Reflecting Ruess’s fears, Aim and Ignite opens with “Be Calm,” one of the most advanced songs Ruess has written. It’s a carnival of a piece. Every which way it turns, it opens up an entirely different avenue of sound. The track sends every bone in the human ear into a frenzy. It builds, splits, curves, accelerates, drops, explodes, rocks, blends, and catapults over every musical assumption a listener had before they played the song. It’s Ruess in his brightest and most unpredictable moment, but also his most insecure. Ruess sings:
I know you feel like you are breaking down
I know that it gets so hard sometimes
Take it from me, I’ve been there a thousand times
You hate your pulse because it thinks you’re still alive
and everything’s wrong
It just gets so hard sometimes
The lyrics offer the advice he told himself at the time. It’s a song to address and drive away his fears. “I remember I was in the shower having a panic attack when I wrote ‘Be Calm.’” Ruess told me. “A lot of the time I try to use the songs as therapy for myself. It was the prime example of everything I was going through. It really just summed up that point in time.”
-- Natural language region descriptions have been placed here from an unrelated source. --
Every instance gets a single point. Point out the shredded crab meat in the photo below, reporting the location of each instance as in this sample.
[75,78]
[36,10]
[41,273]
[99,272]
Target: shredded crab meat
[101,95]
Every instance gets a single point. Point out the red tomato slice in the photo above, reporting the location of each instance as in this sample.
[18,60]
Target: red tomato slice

When it came to write Fun.’s sophomore album, Nate Ruess wasn’t coming up with much. “There’s always been some sort of controversy within every album that I’ve ever made. And Some Nights was the first where I didn’t have that,” Ruess told me. “I just had a group of people who believed in the songs. I didn’t have to battle against something. I usually try to find something to battle against.” Without a conflict to address, Ruess turned to analyzing how his sound had been changing. “I wasn’t feeling like there was any sort of progression in the songs I was writing from Aim and Ignite. And it was kind of stressing me out because I’m always used to being inspired by something, and nothing was really inspiring me,” Ruess said.
“I started listening to a lot of hip-hop just randomly,” Ruess told me. “I think Drake was on the radio all the time, so Andrew and I bought the album, kind of as a joke. And then we found ourselves listening to it all the time and thinking it was incredible. Then Dark Twisted Fantasy came out and I think I just became so naturally involved in it.”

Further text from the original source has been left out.